Au point que la très libérale agence Breakingviews moquait récemment (08/05/10) le « processus de décision – ou plutôt d’indécision – européen » en ironisant sur les dirigeants de l’UE face à la crise : « leurs efforts obstinés pour l’aggraver ont été couronnés d’un succès éclatant ». Remarque d’autant plus cruelle que le traité de Lisbonne avait précisément été imposé, en violation des verdicts populaires, pour « rendre l’Union européenne enfin plus efficace ».
En réalité, celle-ci n’est pas incapable de résoudre la crise : c’est son essence même qui a créé les conditions de cette dernière, puis l’aiguise désormais.
Depuis l’origine, la communauté a été conçue pour promouvoir « la compétitivité des entreprises », formule codée qui signifie : favoriser les intérêts des grands groupes industriels et financiers en pesant sur le monde du travail – ses rémunérations, ses conquêtes sociales. Or s’attaquer au travail, seule source réelle de création de valeur, provoque forcément des déséquilibres majeurs (sous-consommation, endettement…).

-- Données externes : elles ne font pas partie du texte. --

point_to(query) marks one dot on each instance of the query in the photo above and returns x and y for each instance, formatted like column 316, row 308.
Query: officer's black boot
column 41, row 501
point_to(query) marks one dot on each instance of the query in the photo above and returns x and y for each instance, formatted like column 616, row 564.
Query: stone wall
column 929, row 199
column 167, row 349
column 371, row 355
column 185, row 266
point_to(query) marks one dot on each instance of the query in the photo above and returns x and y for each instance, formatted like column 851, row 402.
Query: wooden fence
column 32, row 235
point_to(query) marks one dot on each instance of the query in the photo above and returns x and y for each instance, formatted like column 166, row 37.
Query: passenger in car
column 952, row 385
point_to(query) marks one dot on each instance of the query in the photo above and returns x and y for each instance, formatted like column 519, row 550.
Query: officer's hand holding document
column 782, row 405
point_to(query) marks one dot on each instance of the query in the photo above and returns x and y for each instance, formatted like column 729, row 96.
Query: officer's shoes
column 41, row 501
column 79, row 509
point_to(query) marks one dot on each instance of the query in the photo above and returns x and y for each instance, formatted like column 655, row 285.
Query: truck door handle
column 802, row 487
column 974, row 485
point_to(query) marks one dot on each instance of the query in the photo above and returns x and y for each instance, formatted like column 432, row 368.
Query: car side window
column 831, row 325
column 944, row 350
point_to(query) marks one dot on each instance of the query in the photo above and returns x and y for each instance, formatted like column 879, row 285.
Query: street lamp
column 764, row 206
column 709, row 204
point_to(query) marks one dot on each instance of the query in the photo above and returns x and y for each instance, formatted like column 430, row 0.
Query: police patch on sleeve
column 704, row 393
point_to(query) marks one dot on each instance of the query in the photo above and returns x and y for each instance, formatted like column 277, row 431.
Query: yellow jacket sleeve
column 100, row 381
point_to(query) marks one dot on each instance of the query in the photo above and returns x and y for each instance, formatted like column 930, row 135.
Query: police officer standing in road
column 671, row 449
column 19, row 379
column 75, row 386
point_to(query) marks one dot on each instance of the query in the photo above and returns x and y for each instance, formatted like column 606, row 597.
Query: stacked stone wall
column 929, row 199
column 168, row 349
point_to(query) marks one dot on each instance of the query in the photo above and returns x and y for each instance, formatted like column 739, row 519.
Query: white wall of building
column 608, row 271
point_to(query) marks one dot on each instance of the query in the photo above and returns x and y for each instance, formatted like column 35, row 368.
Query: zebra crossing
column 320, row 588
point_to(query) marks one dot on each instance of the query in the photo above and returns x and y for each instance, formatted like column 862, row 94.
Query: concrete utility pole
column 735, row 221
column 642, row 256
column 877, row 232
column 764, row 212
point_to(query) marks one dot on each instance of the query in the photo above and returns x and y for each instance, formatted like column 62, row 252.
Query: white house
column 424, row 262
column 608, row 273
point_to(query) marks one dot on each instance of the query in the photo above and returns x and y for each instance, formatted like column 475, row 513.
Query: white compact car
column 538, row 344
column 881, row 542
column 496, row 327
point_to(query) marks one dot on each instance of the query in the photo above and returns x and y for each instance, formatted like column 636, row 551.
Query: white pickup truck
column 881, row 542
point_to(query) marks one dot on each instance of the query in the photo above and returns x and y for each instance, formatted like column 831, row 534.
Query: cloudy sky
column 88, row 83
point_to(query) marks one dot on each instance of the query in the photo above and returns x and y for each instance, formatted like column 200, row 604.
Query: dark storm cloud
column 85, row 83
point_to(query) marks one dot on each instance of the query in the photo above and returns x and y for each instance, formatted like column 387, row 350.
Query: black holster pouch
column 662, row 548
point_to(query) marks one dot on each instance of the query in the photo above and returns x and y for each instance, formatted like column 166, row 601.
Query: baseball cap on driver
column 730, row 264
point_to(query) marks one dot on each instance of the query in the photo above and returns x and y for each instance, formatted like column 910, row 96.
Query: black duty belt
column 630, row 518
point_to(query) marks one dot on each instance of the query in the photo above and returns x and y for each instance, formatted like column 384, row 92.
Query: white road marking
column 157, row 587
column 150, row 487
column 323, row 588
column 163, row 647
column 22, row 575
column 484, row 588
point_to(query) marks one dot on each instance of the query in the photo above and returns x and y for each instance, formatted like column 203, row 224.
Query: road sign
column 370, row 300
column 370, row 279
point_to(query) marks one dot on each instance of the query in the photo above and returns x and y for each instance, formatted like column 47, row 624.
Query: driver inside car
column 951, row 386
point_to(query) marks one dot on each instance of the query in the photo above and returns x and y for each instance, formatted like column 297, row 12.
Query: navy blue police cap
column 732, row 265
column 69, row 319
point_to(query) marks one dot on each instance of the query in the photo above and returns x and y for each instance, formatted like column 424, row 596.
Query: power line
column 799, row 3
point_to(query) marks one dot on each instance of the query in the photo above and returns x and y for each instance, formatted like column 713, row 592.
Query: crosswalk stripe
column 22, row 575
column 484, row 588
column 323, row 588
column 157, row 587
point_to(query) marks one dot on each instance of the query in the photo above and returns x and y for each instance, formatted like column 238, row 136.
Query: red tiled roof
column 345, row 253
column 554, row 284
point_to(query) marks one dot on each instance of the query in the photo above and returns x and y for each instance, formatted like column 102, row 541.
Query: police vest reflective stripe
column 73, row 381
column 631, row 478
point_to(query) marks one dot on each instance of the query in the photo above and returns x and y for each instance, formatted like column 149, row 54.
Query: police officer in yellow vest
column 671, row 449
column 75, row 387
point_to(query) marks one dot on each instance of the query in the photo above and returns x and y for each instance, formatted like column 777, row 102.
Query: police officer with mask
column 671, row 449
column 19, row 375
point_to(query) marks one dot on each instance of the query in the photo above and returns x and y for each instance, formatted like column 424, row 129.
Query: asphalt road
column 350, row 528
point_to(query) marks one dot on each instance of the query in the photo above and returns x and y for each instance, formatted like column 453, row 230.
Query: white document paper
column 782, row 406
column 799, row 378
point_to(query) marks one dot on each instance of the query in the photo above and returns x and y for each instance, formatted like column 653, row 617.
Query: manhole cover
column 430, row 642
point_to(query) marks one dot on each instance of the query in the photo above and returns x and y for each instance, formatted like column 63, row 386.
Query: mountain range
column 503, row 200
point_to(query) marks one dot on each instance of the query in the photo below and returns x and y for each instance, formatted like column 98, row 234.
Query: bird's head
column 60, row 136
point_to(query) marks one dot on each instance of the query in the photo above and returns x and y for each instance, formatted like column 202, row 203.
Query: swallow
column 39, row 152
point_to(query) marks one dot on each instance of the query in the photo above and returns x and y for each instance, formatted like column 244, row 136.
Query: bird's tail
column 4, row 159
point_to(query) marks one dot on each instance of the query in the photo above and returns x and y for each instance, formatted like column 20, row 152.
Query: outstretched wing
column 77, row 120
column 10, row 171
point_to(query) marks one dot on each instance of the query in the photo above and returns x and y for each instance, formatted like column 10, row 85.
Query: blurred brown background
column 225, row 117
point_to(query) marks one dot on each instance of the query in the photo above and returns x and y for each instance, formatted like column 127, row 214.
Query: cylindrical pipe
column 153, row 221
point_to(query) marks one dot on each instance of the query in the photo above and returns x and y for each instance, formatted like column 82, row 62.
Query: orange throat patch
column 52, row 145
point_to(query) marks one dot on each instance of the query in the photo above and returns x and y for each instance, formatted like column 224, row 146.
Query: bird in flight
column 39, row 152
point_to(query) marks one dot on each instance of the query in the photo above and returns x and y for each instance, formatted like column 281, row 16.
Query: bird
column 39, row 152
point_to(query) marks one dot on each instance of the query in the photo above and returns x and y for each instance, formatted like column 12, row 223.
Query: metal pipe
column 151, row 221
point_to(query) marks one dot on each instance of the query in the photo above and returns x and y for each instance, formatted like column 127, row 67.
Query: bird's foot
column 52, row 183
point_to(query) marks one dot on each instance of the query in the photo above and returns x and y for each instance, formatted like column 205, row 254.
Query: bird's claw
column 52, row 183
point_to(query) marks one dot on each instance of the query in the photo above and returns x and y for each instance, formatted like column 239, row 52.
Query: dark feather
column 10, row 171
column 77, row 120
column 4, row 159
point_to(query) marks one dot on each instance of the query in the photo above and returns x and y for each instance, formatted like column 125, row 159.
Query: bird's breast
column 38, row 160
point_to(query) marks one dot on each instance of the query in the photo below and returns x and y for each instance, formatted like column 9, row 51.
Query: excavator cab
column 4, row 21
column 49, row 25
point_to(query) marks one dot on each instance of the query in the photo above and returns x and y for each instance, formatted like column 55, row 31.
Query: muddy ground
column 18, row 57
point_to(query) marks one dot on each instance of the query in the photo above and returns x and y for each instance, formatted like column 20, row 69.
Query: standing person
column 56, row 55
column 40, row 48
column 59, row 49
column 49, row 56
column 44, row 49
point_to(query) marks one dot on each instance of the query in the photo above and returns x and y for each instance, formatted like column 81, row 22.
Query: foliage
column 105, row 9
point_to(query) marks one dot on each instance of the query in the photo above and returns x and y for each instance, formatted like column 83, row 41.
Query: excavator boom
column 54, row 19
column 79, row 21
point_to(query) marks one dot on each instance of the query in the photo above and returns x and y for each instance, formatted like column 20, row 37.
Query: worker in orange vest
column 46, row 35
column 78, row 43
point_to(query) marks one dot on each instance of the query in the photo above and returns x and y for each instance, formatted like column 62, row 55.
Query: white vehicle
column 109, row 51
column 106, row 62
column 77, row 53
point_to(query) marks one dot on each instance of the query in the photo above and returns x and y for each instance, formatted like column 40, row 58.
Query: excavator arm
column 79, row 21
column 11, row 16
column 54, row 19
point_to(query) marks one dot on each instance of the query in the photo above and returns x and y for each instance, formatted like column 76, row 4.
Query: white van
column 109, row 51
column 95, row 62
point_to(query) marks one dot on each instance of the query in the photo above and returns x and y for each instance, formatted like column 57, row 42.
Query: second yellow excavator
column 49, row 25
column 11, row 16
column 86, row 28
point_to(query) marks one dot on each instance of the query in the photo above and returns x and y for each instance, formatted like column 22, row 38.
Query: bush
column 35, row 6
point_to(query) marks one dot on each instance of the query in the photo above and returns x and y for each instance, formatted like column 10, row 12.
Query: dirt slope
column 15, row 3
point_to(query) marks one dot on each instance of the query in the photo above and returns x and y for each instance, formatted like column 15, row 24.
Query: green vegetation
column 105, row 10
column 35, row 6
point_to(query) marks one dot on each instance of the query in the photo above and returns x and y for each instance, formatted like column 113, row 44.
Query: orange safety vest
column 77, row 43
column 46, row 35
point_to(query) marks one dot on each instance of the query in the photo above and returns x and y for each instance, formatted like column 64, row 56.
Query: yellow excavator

Deuxièmement, la vague de déréglementation n’a pas épargné les marchés financiers. Il est piquant, aujourd’hui, de voir Bruxelles accuser les méchants spéculateurs, quand tout a été sciemment organisé pour laisser libre champ à ces derniers.
Troisièmement, la monnaie unique tend à faire rentrer dans le même moule des pays aux économies très différentes, et à priver chacun de leviers essentiels : taux de change, taux d’intérêt... La montée en flèche de l’euro a littéralement étouffé la croissance (en plombant les exportations et en favorisant les importations).
Quatrièmement, le dogme de la liberté de circulation des capitaux, combiné au rejet du protectionnisme, a brutalement exposé les économies européennes à la mondialisation… et permis l’importation quasi-immédiate de la crise dite des « subprimes » née aux Etats-Unis il y a deux ans.
Aujourd’hui, les prétendus pompiers jouent les pyromanes. En imposant des plans d’austérité sans précédent, et en tentant de prendre directement en main les politiques budgétaires des Etats-membres, l’UE crée les conditions d’une récession dont on ne mesure peut-être pas encore l’ampleur.
En France, pour le PS comme pour l’UMP, hors de l’Europe, point de salut.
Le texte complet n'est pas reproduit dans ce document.